第2話 ティータイム

文字数 1,242文字

 それなのに、ときに大胆になる藍のことが、翔は心配でならない。
「おい」
 かがみながら、藍の手を強く引くと、藍は、振り返りながら、ぺたんと床に座り込んだ。小さな乳房がぷるんと揺れる。
 翔は魅入られたように、その薔薇色の先端に手を伸ばす。藍は、自ら、それを翔の手に押しつけるようにしながら、両腕を翔の首に回して覆いかぶさって来た。
 
 
 翔と藍は、服装を整え、少し時間をずらして一階に下りて行った。毎日、午後には、二人そろってお茶を飲むことが習慣なのだ。
 その場所は、季節や天候によって変わる。朝から雨が降り、肌寒い今日は、暖炉があるリビングルームにお茶の用意がしてあった。
 
 翔が部屋に入って行くと、すでに藍が、背筋を伸ばしてソファに腰かけていた。背中の真ん中ほどまである髪は、櫛が通って、つややかに波打ち、ブルーのワンピースは、喉元まできっちりとボタンが留められている。
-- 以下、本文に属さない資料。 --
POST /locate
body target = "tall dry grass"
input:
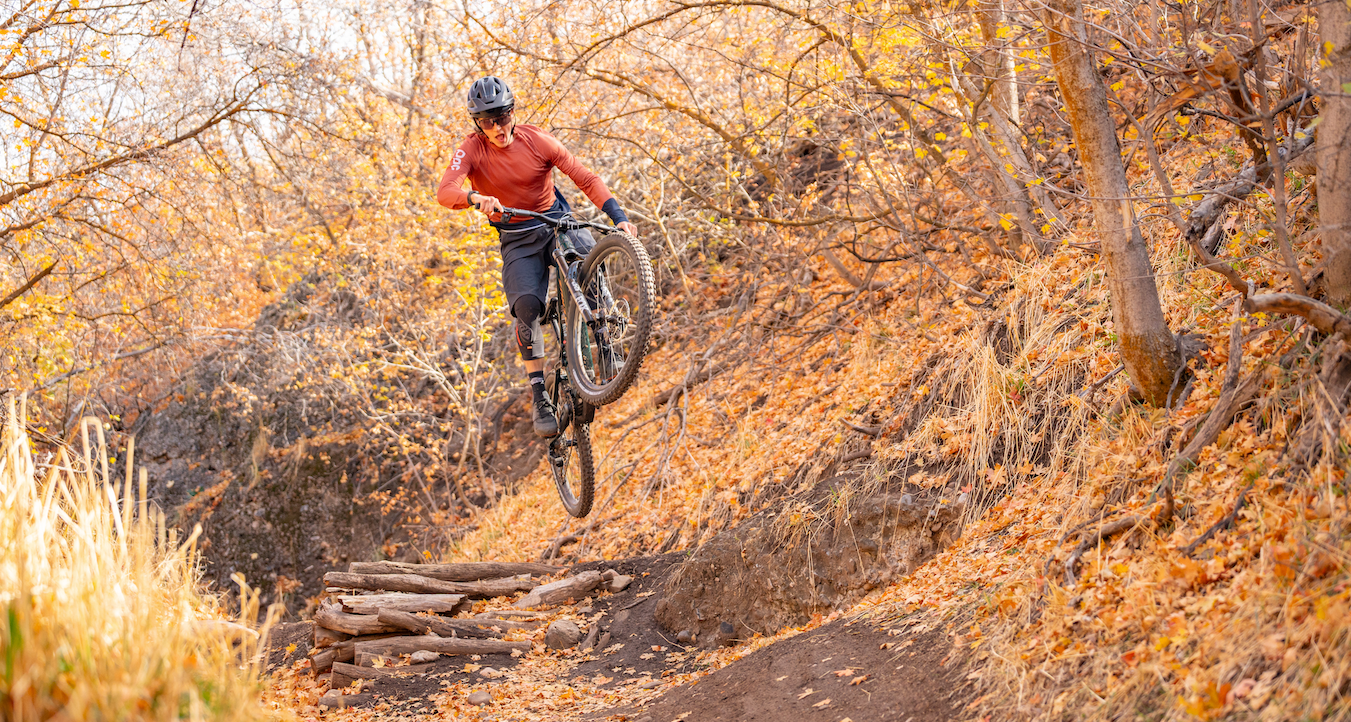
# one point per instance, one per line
(103, 611)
 その姿は穢れを知らない聖女そのもので、さっきまでの淫らな振る舞いが嘘のようだ。
 翔が藍の隣に腰を下ろすと、部屋の隅に控えていた久美が、静かにテーブルに近づき、無駄のない手つきで紅茶を淹れ始めた。
 
 今日のスイーツは、焼きたてのシフォンケーキだ。
「素敵!」
 藍が歓声を上げる横で、翔は顔をしかめる。ケーキに添えられた、たっぷりのホイップクリームには、ブルーベリーのソースがかかっている。
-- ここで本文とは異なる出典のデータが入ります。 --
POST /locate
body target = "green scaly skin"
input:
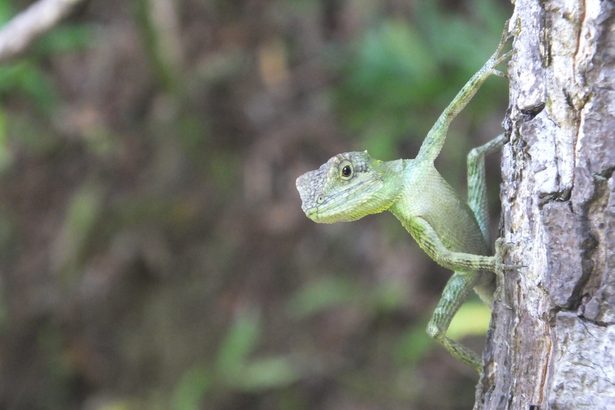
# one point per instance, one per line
(452, 232)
「久美、僕はホイップクリームはいらないって、いつも言っているだろう?」

 翔が抗議すると、久美は、すました顔で言った。
「好き嫌いをなさってはいけませんよ。それに、久美ではなくて『お母さま』です」
「そうよ。好き嫌いばかりしていると、背が伸びないわよ」
 藍がからかうように言う。
「でも、クリームは、私が食べてあげてもいいわよ」
「藍こそ、太っても知らないぞ」


 翔と藍の部屋は、それぞれ洋館の三階にあり、独立したバスルームやトイレを備えている。翔は、自室のバスルームの手前にある洗面台の大きな鏡の前に、裸で立っている。
 明るい色の髪に縁取られた白い顔は、藍とよく似ている。だが、首から下は……。
 細く頼りない手足に、肉の薄い胸から腹。そして、そこだけ薄黒く翳った部分と、明らかに藍とは違う形の……。
 
 最近の藍は、細いながら、全身に丸みと柔らかさを帯びて来ている。少し前まで、ほとんど扁平に近かった胸も、今では、体の動きに合わせてささやかに揺れるようになり、翔の手のひらを押し返すほどの弾力を持ち始めている。
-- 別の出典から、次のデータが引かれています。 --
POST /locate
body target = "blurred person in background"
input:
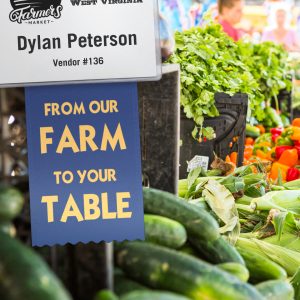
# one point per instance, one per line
(281, 34)
(230, 14)
(166, 38)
 今のところ、かろうじて翔のほうが背が高いけれど、そのうち抜かされてしまうかもしれない。
 
 
 秘密の遊びにも、どちらかというと藍のほうが積極的だ。藍の肌の感触や、一つになったときの感じはたまらなく素敵だけれど、それをするたび、もしもこの姿を増永や久美に見られたらと、翔は気が気ではない。
 それなのに藍は、可愛らしい声ですすり泣きながら、翔にしがみついて来るのだ。藍の中は、熱くたぎっていて、いつしか翔も激流に飲み込まれてしまう……。